How do you build a security-focused culture within IT?

Security should be part of everyone’s job responsibilities within IT. Right when people join, mandatory information security training should make this part of their DNA. We showcase the partnership and joint goals between security and IT operations teams. This brings in joint responsibility whether it’s onboarding, ticket management, vulnerability fixes, incident and change management, internal IT audits etc. as part of shared responsibility and training. I think everybody within IT should feel that they are contributing to security overall to build a security focused culture within IT.

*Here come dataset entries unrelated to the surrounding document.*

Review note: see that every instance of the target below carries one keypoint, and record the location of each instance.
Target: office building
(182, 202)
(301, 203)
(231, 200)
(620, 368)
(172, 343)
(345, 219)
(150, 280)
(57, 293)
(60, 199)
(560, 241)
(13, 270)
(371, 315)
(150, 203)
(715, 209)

It's a culture shift you have to create by educating people on what it is that you're actually doing. I've found that when we set up something new, a lot of people ask us questions about what we're doing. The first thing they want to know is basically if the company is watching what they post on social media or what they buy on Amazon. They don’t understand that's the least of my worries. My worries are, “Did you accidentally send out something with a bunch of PII to someone you shouldn't have sent it to?” Those are the real concerns, things that create liability for the company, because our entire job is to enable the company to securely be productive. So I think that's the first thing is to get everyone on board and explain what we're looking to do and what we're trying to protect against. This isn't about a big brother situation. I always tell people, "What you do on your computer is a productivity situation between you and your manager. What we do to secure the endpoint, is to protect the company." I like to impress that upon people.